Он учтив, спокоен и вполне мил, ничто не предвещает беды, но случайно подсмотренное мною зрелище пуще абсента туманит мозг и парализует волю. Общаться с обладателем такого тела, хоть и скрытого под слоями мешковатой одежды, все равно что держать в руке гранату с выдернутой чекой — непоправимое неизбежно произойдет, если не действовать предельно продуманно и осторожно.
— Скромность — явно не твой конек, — подпираю подбородок ладонью и вопрошаю тоном строгой училки: — Почему попросил именно «Доширак»?
— Привык к нему, и полюбил. Почти так же сильно, как тебя, — брякает он, и я зависаю.
Его лицо трагически серьезно, но в черноте зрачков отчетливо читается вызов.
Невозможное существо проверяет меня на прочность, и я не могу ему противостоять.
Нервно улыбнувшись, вскакиваю и линяю в гостиную, приношу оттуда подушку и одеяло и складирую на диван. Тимур пристально следит за моими действиями, шарит глазами по телу — я чувствую это и злюсь, стараюсь не поворачиваться к нему задом и не наклоняться, но навязчивая идея уложить его рядом с собой все равно прорывается из подсознания, превращая мысли в кашу.
— Это ты? — он наконец отводит взгляд и указывает на фото, стоящее в рамочке на холодильнике.
"Москва, 2011 год. Концерт группы Linkin Park".

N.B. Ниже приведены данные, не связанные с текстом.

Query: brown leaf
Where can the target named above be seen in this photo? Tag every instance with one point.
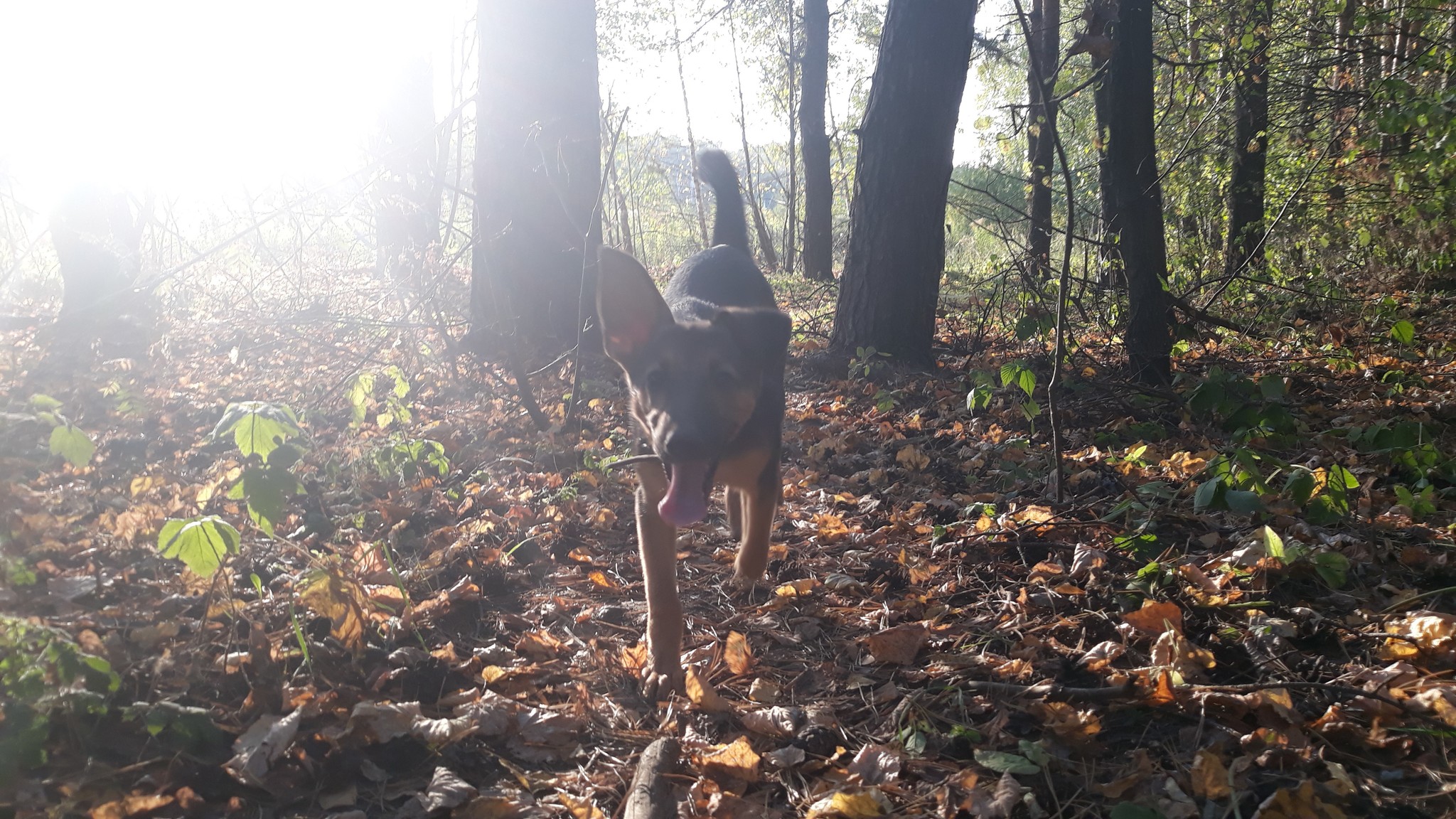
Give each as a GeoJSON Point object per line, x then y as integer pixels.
{"type": "Point", "coordinates": [1297, 803]}
{"type": "Point", "coordinates": [874, 766]}
{"type": "Point", "coordinates": [130, 806]}
{"type": "Point", "coordinates": [899, 645]}
{"type": "Point", "coordinates": [1209, 774]}
{"type": "Point", "coordinates": [1155, 617]}
{"type": "Point", "coordinates": [737, 653]}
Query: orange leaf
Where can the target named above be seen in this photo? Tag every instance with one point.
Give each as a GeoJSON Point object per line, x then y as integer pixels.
{"type": "Point", "coordinates": [1155, 619]}
{"type": "Point", "coordinates": [737, 653]}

На нем я примерно в возрасте Тимура — худая, как тростинка, похожая на эльфа с розовыми волосами, с улыбкой до ушей, позирую любимому парню. Через месяц он меня цинично предаст, а еще через пять лет, получив ответку от кармы, сопьется и опустится на самое дно.
— Ну, да… — уставившись на фотографию, живо припоминаю детали того дня и усмехаюсь. — Июнь одиннадцатого. Красная площадь. Мы сорвались туда спонтанно и добирались автостопом, но оно того стоило.
— Я бы все отдал, чтобы там побывать — жаль, что поздно родился. Тогда еще была настоящая свобода… — Темные глаза парня заволакивает грусть. — Скажи мне, каково это — чувствовать ее?
В нынешнем окружении никто не задает мне вопросов о душе, и я битый час распинаюсь перед ним, что тогда было опасней и веселее, на пределе адреналина, честно и по-настоящему, а люди умели мечтать и с оптимизмом смотрели в будущее… Рассказываю о реальных попадосах и отважных приятелях, злобных скинхедах и дворовой гопоте, о поездках на фесты и ночевках в палатках, о музыке, любви и дружбе, которая не прошла испытание временем.
Он слушает, раскрыв рот — словно сам господь, явившийся на землю, доносит до него прописные истины, а я вдруг ощущаю себя умудренной сединами и слишком старой для всего этого дерьма.
— Ладно. Доедай уже, и устраивайся. Если что — зови…
Лицо Тимура расплывается в похабной улыбке, но рана напоминает о себе, и он морщится, а сигнал об окончании стирки дает мне повод ретироваться.